In an effort to get self-driving cars on the road by the 2020 Tokyo Summer Olympics, Japan is working to digitally chart the nation’s major roadways with special mapping technology to create detailed 3D data sets. Dynamic Map Planning, a joint venture of various automotive companies, is crunching data on hundreds of miles of expressways to producing highly accurate positioning data.
The 3D maps will contain road grades, structures, signs and other elements of the built environments, helping vehicles slow down ahead of traffic lights, sharp turns and reducing traffic congestion. Sensor data can help cars navigate their immediate surroundings but struggle with complex road patterns like off ramps, especially in wide roads with fewer close-proximity clues (or multi-level highways).
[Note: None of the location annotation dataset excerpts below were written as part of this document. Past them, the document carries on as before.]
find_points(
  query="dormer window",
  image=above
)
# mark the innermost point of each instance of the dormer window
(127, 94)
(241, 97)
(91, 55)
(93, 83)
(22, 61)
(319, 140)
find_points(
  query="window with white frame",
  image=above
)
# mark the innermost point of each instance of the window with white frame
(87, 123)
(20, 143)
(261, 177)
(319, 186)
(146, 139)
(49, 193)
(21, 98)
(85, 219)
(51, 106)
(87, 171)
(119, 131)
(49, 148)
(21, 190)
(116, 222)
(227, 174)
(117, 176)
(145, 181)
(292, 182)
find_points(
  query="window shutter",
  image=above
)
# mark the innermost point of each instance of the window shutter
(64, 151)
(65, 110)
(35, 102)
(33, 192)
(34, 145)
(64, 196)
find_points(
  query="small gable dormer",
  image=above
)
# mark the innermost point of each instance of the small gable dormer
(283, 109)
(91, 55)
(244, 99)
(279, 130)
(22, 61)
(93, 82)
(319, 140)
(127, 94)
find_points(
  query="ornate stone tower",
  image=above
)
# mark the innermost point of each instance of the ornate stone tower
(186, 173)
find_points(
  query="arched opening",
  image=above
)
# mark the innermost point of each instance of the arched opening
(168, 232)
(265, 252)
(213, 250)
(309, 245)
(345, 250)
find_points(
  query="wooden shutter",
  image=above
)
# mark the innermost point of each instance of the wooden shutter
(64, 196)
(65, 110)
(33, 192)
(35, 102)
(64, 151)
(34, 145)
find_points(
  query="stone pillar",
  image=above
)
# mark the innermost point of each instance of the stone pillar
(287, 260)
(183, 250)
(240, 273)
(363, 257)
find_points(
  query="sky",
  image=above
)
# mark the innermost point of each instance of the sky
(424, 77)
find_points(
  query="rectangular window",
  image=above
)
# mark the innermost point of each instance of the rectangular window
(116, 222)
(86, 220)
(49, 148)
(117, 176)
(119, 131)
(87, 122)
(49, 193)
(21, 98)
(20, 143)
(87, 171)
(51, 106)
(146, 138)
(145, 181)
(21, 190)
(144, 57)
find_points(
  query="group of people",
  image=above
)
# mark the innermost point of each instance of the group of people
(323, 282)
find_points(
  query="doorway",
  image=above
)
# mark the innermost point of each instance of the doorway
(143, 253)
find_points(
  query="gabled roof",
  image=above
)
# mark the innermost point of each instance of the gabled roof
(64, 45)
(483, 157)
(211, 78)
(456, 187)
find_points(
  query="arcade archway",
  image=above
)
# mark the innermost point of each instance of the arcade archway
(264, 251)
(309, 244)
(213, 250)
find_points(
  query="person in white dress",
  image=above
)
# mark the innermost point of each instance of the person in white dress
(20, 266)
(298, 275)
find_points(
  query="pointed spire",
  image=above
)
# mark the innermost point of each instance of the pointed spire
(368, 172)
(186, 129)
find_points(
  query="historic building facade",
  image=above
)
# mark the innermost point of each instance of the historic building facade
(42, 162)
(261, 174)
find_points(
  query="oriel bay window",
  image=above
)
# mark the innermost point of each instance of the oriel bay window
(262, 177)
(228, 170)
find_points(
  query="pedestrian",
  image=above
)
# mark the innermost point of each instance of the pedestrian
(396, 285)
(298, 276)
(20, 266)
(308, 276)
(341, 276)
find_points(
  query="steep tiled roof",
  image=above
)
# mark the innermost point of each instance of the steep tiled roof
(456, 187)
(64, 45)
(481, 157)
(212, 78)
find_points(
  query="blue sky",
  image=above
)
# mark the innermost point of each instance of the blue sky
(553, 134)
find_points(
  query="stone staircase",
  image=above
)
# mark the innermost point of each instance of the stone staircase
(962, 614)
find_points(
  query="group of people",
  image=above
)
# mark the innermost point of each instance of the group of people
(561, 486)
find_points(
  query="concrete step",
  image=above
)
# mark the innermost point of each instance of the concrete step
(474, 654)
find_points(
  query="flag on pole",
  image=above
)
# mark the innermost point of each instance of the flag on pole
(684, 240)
The combination of high-resolution 3D maps and sensors will enable the accurate detection of which lane a car is in and the distance to junctions. High-precision surveying technology is required to make the maps, so Mitsubishi Electric developed equipment that will be installed on a canvassing vehicle. GPS will track the location of the car on the map, and sensors designed to detect the inclination of the car will measure the road grades.
At the same time, data including the locations of road signs and traffic lights, as well as right- and left-turns and pedestrian crossings, will be collected using lasers. The survey data will be displayed as a collection of dots. Lines on the road, such as lanes, noise barriers and road signage, will be plotted on that image to faithfully recreate road conditions for 3D maps.